We’re gonna completely give ourselves over to this suspension of disbelief and make it real. I hope that audiences—and I trust that audiences—saw that as well and were able to resonate with it. It’s a reason why this movie is successful, and it’s a reason why Shakespeare and Aradhana are successful too. It’s, you know, like you said, it’s a joke in the movie, but it’s really just validation for the process.

What do you hope people take away from this film?
Nimra: I’ve seen the film travel and grow in love- more and more people have watched it and loved it. I have a very disapproving sort of friend who never likes anything and she loved it. I was shocked – so I know that there’s a truth about the film that speaks to people. I just want the film to keep traveling. It’s like what, two and a half years, three years after we’ve shot the film, and we’re speaking to you about it today. This is what I want for it, for it to always be talked about and remembered. I think it has the potential to be that film.
Ayana: I think, backing off of what Nimra said, this film is something that I think is really heartfelt and emotional. I think it’s something that people need to see – to learn about relationships, especially mothers and daughters, which this film is centered around. A lot of love can be learned from this movie, and I think that’s something important.
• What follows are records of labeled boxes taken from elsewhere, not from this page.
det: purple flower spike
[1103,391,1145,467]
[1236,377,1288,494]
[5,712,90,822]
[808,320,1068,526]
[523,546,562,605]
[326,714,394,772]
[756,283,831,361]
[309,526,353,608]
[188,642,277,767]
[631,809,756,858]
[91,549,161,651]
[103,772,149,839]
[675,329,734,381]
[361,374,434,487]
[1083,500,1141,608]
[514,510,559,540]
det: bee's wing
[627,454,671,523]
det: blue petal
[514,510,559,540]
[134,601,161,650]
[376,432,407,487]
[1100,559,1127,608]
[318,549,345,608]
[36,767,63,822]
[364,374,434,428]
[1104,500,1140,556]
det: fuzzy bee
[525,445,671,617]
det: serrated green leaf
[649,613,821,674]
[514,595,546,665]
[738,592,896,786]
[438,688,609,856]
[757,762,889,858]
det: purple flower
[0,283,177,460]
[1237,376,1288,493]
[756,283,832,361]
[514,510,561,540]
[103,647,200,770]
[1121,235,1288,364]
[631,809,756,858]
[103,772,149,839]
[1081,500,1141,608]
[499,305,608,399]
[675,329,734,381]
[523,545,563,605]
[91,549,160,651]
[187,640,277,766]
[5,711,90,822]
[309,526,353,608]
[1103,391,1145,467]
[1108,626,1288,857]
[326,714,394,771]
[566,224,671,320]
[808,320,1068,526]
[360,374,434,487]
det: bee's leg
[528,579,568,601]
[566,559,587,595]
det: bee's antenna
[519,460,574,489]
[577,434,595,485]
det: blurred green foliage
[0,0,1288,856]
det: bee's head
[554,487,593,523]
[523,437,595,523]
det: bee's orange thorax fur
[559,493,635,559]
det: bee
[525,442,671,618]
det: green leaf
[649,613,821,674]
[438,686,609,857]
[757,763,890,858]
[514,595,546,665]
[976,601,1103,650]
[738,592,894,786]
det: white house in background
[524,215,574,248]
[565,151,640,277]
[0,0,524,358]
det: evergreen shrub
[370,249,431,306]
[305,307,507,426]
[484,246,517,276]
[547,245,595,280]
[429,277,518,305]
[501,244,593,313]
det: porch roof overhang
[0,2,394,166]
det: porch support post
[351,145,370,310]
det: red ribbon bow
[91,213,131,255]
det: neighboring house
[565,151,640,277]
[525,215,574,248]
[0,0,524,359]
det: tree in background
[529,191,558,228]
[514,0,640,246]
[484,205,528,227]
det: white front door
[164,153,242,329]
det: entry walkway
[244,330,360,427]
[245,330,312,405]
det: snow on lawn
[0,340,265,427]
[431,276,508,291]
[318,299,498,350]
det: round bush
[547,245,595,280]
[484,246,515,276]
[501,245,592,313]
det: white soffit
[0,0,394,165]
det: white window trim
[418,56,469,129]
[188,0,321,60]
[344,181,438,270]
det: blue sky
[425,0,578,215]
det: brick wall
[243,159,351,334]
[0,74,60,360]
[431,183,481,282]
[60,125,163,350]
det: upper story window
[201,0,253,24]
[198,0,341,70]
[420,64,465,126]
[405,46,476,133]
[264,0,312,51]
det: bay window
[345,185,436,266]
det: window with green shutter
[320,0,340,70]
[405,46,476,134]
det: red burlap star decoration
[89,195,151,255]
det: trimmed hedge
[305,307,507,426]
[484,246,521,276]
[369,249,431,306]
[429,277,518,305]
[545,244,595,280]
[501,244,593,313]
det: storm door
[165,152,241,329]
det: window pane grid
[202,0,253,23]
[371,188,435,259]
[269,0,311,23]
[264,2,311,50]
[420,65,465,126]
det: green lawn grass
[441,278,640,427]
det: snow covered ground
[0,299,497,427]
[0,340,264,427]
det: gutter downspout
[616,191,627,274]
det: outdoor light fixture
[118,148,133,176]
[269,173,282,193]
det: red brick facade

Hamza: You’re allowed to have your opinions. You know, all of our opinions and our way of life is dictated by not only our experiences, but our thought processes, our religions, whatever we have faith in, whatever we choose to have faith in. You’re allowed to have that, and that should never get in the way of how you love your daughter. I think that’s it. For me, that was the biggest thing, whether I agree or not, there is nothing that should lead to a parent withholding their love for their daughter, any child, but I have a daughter, so I’m gonna say that.
The Queen of My Dreams is now playing in select theaters.
This interview has been edited and condensed for clarity.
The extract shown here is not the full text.